The Montgomery County Farm-to-School Group, which is expected to convene in early 2020, will work with Purdue Extension’s local foods team to connect with local farmers and put more school gardens in the ground.

“I truly believe at the end of the day, you show them it can be done without putting a huge brick on their back and then when they taste the difference and what they’ve produced for that student and the sense of pride in the production, I think you could start a wildfire with that,” Wabash College executive chef Jason Anderson said during the Montgomery County Local Food Summit.

Local teachers, members of the Montgomery County Master Gardeners program and community volunteers gathered Wednesday at Fusion 54 to drum up support for local farm-to-school activities.

The movement is gaining traction. Students at Crawfordsville Middle School are served seasonal vegetable lunches featuring local
produce. Nicholson Elementary’s cafeteria received approval this year to serve food from the school’s garden.

At Hoover Elementary, nutrition and exercise lessons are offered through the Fuel Up to Play 60 program, which is supported by the National Football League.
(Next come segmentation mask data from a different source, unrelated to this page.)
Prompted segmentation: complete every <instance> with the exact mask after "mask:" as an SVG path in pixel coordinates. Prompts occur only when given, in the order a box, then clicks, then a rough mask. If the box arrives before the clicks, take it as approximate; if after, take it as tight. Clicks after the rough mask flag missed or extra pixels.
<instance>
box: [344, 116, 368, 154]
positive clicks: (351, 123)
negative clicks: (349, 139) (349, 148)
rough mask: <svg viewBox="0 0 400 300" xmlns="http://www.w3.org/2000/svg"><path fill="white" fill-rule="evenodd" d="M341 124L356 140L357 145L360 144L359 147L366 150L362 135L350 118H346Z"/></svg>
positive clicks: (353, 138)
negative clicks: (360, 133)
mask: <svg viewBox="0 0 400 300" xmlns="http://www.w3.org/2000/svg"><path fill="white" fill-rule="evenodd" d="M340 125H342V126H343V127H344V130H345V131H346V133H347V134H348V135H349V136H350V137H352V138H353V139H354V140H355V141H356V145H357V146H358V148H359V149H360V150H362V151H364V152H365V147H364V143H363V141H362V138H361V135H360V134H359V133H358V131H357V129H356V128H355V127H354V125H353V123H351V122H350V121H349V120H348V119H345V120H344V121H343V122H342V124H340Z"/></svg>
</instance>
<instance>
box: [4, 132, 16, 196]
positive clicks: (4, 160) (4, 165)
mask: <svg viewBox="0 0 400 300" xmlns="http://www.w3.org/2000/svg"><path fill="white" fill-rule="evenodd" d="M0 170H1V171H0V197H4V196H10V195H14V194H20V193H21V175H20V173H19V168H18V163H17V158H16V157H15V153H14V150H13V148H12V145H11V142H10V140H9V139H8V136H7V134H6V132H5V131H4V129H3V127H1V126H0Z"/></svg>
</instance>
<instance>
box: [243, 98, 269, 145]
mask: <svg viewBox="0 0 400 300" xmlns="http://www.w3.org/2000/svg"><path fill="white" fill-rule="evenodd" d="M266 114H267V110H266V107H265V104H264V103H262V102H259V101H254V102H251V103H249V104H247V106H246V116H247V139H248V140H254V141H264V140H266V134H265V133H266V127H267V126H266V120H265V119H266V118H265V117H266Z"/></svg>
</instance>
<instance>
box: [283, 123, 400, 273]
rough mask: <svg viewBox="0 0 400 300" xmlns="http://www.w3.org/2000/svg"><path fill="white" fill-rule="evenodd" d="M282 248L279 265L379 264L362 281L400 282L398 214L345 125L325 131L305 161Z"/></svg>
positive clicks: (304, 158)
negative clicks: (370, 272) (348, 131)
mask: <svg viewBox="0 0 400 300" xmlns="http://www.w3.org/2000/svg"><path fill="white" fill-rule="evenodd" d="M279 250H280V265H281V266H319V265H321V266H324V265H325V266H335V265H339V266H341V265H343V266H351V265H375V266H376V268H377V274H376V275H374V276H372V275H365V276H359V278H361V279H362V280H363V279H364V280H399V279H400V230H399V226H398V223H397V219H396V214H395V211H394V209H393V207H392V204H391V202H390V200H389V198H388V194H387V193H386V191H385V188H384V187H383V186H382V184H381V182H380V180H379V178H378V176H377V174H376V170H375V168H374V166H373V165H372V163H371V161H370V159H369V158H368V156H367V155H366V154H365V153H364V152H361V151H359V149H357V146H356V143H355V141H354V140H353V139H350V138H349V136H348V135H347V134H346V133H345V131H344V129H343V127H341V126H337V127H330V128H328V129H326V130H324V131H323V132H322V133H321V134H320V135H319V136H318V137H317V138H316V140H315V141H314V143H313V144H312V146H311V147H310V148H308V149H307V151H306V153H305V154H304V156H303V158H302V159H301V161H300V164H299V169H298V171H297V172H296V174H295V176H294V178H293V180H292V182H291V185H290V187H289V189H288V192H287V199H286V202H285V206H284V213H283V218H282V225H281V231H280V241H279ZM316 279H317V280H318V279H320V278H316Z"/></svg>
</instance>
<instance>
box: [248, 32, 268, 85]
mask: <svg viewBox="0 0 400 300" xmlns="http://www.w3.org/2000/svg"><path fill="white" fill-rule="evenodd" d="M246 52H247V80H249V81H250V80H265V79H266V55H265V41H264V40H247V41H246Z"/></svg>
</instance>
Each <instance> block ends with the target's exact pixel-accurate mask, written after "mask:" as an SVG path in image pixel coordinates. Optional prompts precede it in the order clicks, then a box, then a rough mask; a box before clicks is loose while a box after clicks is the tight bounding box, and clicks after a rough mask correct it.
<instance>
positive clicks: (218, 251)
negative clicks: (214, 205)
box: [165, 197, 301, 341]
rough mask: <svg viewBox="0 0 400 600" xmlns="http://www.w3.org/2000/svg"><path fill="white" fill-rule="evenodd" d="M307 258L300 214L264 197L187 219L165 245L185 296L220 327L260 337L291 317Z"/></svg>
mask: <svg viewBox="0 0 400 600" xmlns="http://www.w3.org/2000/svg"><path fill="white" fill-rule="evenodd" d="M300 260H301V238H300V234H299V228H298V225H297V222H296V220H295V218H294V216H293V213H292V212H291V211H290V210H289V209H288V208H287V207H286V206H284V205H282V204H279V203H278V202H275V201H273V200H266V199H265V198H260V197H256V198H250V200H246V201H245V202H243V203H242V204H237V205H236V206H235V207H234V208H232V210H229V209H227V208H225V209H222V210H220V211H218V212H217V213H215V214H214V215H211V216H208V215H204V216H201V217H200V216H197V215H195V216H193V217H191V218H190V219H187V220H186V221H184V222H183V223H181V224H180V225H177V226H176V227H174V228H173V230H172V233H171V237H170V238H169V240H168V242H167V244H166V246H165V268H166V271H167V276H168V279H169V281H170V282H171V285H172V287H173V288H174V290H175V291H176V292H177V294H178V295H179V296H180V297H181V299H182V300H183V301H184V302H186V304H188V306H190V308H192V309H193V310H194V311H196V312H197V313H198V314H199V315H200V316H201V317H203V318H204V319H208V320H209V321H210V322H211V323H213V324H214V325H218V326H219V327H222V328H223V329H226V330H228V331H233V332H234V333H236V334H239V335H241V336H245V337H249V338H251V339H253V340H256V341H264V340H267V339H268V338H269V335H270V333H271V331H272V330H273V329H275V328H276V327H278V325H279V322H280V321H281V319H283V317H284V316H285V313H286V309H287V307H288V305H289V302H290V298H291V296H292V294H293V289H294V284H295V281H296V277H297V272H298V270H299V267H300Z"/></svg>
Children have also worked alongside Master Gardeners at the Crawfordsville Community Garden.

Nationwide, nearly 43,000 schools were participating in farm-to-school activities across more than 5,200 districts in 2015, according to the U.S. Department of Agriculture.

The local foods team donated herb garden kits this fall to more than 20 Montgomery County teachers, who are using the herbs “partly as a science experiment but also as a local foods demo,” said team member Ashley Adair, a Purdue Extension educator.

“So growing small-scale in the classroom and showing other teachers how that is possible,” Adair said.

Allowing small farmers to compete with larger distributors for school vendor contracts and convincing consumers to purchase more local foods is key to expanding the movement, said Jessica Roosa, president of Colfax-based This Old Farm, which processes, markets and distributes locally raised food.

“Everybody says local food is a great idea but when it comes to actually making the purchase, for whatever reason that buy-in is not all the way there,” Roosa said. “They’re not quite ready.”